Gendelman started managing Marsico International Opportunities Fund in July 2000. Since that time, the fund has beaten Vanguard Total International Stock Index Fund by over three percentage points, annualized. But we give less weight to the first two years of Gendelman’s track record because some aspects of his process were still evolving and we think Gendelman’s approach after June 2002 is more reflective of what we can expect in the future. Since July 2002, the fund has slightly lagged the Vanguard index, but has outperformed MSCI AC World ex USA Growth Index by almost two percentage points, annualized. This performance has come with volatility similar to the Vanguard index. The fund’s returns rank in the top decile over five years and in the top quartile over three years versus its international growth peers. Overall, the fund has performed strongly over the period we consider most relevant for performance analysis.
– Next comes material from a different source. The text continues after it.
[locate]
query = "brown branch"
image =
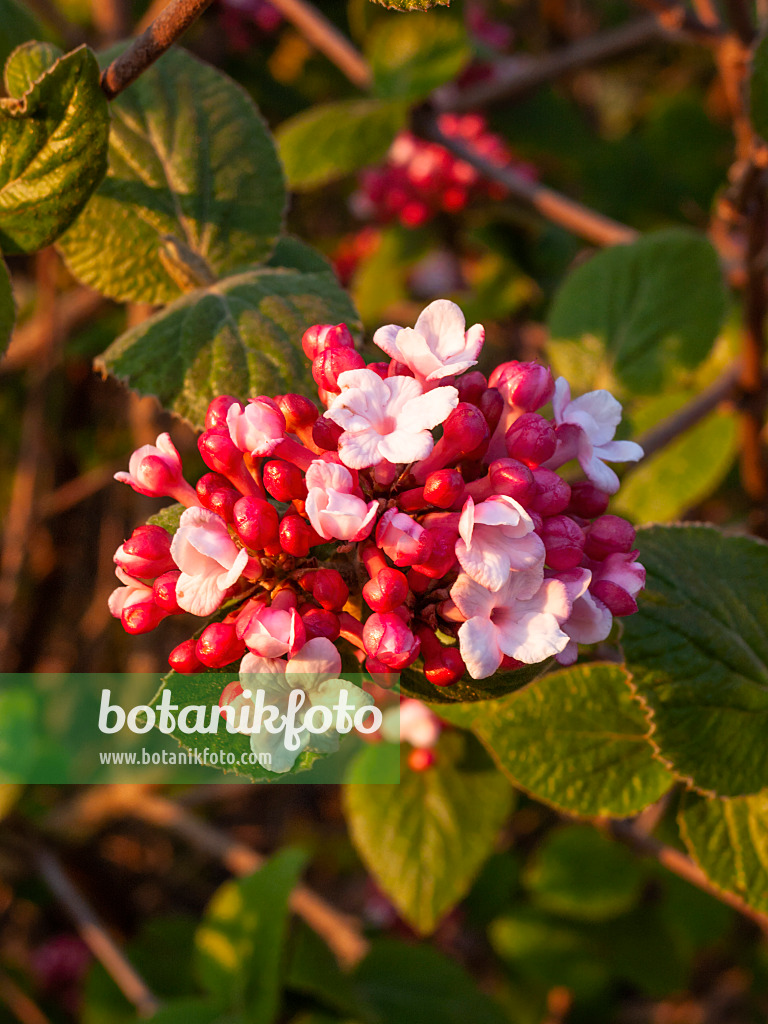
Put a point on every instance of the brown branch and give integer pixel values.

In our last update we noted the departure of an analyst from Gendelman’s team. This was a concern given that Gendelman had a relatively small team of just three dedicated analysts. Having discussed this issue with Gendelman we are less concerned for two reasons. First, he has access to Marsico’s larger pool of domestic analysts, who evaluate their industries from a global perspective, making them a valuable resource in some situations. Second, Marsico’s research culture is very intense, which some may find difficult to adjust to. (The last departure seems to be related to this issue.) This leads to the question of how Marsico ensures that the people they hire are a good cultural fit. The firm has interviewed a lot of candidates and it is clear to us that they are being very selective. In addition, Gendelman’s minimum qualifications for a new hire are unchanged from what he described to us over two years ago, so, it is good to see that the firm is neither dropping its hiring standards nor becoming impatient. We will continue to monitor team dynamics going forward.


Another concern has been the sharp rise in Gendelman’s international assets under management. International assets have gone from about $1.5 billion in early 2004 to almost $12 billion now. Much of the rise has come from existing sub-advisory relationships. As a result, Gendelman says the demands on his time in terms of marketing and client service remain low, allowing him to remain focused on investing, which is what we’d like to see in the future as well. Moreover, the fund’s opportunity-set remains sufficiently broad and Gendelman continues to run a relatively concentrated portfolio of about 50 stocks. So, while we continue to monitor asset growth and how that growth impacts Gendelman’s strategy, at this point it is not a material concern.


We remain impressed with Gendelman. He has a flexible approach to growth investing, which provides access to a broad universe of opportunities. His approach is somewhat theme-driven, though bottom-up stock picking is the much larger influence on stock selection. Gendelman and his team do thorough work to understand businesses and do not cut corners in their research. Gendelman’s overall portfolio management skills impress us as well. We think he does a good job of collecting different data points to come up with good insights at the macro and company level, which make their way into the portfolio in a thoughtful manner. Both Marsico International Opportunities and Harbor International Growth are similarly run and remain Recommended. Readers should note that Harbor International Growth, which is managed similarly to Marsico International Opportunities, has lower expenses and significant loss carryforwards and is unlikely to make capital-gains distributions for the next few years.